Margaret Bulkley lived as James Barry for 56 years. Her true identity remained a mystery until the author Michael du Preez discovered her real name in 2008.
Life under strain
James Barry was renowned for his skill as a surgeon, medical pioneer and campaigner for social justice. He was also known for his peculiarly effeminate manner, his high-pitched voice, his wonderful charm, but also his volatile temper.
He fought a duel against a fellow officer over an insulting remark Barry made about a lady; he gave Florence Nightingale a dressing-down for improper dress. “The most hardened creature I ever met,” Nightingale recalled. “He behaved like a brute.” He was also prone to violent outbursts against colleagues who failed to follow his instructions – he even clashed with an eminent royal physician.

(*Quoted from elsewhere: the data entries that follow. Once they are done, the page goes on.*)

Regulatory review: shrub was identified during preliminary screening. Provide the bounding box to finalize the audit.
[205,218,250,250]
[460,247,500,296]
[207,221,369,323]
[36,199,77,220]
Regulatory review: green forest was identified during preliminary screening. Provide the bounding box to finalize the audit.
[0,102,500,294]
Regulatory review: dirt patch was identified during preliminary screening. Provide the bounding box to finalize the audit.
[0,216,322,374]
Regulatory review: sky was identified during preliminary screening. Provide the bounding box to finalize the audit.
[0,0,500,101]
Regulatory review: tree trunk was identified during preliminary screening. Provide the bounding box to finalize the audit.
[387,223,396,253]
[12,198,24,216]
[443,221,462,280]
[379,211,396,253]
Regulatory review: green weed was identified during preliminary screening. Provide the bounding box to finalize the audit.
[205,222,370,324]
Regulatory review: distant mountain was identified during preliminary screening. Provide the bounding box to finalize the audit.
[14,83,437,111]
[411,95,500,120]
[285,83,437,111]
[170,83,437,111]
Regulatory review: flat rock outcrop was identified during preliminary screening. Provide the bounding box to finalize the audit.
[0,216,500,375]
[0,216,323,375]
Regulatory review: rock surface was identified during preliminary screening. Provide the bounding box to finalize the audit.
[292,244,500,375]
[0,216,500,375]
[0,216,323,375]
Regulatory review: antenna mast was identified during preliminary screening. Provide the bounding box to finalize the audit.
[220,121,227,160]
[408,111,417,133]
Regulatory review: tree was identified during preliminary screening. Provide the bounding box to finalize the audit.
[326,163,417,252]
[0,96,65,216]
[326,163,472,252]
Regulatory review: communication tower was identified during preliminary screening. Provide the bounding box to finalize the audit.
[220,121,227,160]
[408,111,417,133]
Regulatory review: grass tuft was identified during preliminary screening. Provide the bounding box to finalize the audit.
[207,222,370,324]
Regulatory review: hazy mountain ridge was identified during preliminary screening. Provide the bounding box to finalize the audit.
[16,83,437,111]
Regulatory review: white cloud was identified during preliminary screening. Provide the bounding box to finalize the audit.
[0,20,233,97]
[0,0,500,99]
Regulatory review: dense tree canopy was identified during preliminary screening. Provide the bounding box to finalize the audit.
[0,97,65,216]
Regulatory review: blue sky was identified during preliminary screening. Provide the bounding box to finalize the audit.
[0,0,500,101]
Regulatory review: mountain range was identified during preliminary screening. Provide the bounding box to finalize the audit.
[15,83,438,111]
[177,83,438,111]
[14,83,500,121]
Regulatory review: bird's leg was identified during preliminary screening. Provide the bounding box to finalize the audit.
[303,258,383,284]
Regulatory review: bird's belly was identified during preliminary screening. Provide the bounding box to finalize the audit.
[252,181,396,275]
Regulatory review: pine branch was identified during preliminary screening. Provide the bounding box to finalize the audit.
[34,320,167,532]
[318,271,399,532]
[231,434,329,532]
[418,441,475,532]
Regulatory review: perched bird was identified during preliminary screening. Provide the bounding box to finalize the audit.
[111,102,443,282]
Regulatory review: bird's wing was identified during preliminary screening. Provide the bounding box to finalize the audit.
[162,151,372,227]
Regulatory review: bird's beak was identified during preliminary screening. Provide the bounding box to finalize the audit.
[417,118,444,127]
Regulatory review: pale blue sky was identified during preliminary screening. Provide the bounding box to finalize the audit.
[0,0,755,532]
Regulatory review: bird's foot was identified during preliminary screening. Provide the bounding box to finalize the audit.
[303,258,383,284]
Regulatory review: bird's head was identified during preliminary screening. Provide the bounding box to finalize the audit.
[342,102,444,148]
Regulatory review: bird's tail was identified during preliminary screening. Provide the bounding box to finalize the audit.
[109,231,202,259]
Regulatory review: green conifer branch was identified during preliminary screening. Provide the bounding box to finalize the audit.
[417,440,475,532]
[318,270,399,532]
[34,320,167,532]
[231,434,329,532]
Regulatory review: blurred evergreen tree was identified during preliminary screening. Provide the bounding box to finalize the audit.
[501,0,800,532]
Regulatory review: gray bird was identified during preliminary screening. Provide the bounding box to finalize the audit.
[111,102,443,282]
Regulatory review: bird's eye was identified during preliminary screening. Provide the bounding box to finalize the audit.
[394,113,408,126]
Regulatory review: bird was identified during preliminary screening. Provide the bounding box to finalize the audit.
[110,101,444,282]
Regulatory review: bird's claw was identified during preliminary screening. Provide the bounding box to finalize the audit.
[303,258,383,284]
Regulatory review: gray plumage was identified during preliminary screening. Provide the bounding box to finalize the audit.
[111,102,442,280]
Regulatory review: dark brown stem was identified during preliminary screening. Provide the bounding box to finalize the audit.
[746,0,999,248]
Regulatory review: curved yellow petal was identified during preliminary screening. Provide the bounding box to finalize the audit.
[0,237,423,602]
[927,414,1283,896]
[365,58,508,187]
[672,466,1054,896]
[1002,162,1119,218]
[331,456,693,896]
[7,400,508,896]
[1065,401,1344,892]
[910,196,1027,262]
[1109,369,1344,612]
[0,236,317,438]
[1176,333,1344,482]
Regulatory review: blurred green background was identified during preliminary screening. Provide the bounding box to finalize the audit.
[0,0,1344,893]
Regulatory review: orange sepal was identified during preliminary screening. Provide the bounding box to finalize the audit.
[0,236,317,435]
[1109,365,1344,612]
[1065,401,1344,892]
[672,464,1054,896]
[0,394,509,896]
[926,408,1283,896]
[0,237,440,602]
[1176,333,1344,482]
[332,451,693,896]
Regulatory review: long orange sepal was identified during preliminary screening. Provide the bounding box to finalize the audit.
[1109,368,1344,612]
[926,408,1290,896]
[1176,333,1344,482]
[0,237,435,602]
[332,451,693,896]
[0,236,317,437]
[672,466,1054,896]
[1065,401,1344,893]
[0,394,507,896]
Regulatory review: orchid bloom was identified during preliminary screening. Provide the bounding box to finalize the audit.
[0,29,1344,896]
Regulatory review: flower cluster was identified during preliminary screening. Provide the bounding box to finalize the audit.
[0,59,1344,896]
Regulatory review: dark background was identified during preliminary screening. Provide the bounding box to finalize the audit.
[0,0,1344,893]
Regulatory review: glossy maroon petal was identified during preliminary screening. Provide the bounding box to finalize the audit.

Those few who stumbled upon James Barry’s true sex suffered the worst of the notorious temper; a nurse who burst in on the doctor undressing was forced to flee the country; a laundress who spied on him in his bath was savagely thrashed. More often, Dr Barry’s explosive ire was directed at people in authority who resisted his reforms for the benefit of troops, the sick and the poor. His temper was regarded as an eccentricity, and nobody – even after his secret was revealed – ever considered the effects that stress must have on a woman living as a man in the Victorian world, doing an intensely demanding job. The pressure on Margaret must have been unbearable – yet she bore it.
And she excelled. James Barry’s brilliance reached a high point on that stormy night in 1826, with the delivery of Mrs Munnik’s baby. Miraculously, Mrs Munnik survived the operation (possibly due to Barry’s radical devotion to hygiene). It was the first fully successful caesarean delivery anywhere in the British empire. The baby was named James Barry Munnik in his honour, and there has been a James Barry in every generation of the family, to this day.
Although she sometimes revelled in her male identity, Margaret’s decision to live as a man appears to have been entirely practical. There have been theories that she was biologically intergender (a hermaphrodite), but the evidence is poor, perhaps stemming from a Victorian reluctance to believe that a woman could achieve such things – becoming a surgeon, pioneer and British Army general.
In fact, Margaret never quite let go of her original self. After Barry’s death in 1865, and more than half a century since Margaret had put away her last dress, her travelling trunk was opened. A collage of fashion plates from ladies’ magazines was found pasted inside the lid, testimony to the frustrated woman hidden within the masculine shell.
Jeremy Dronfield is a historian and writer and co-author with Michael du Preez of Dr James Barry: A Woman Ahead of Her Time (Oneworld, 2016).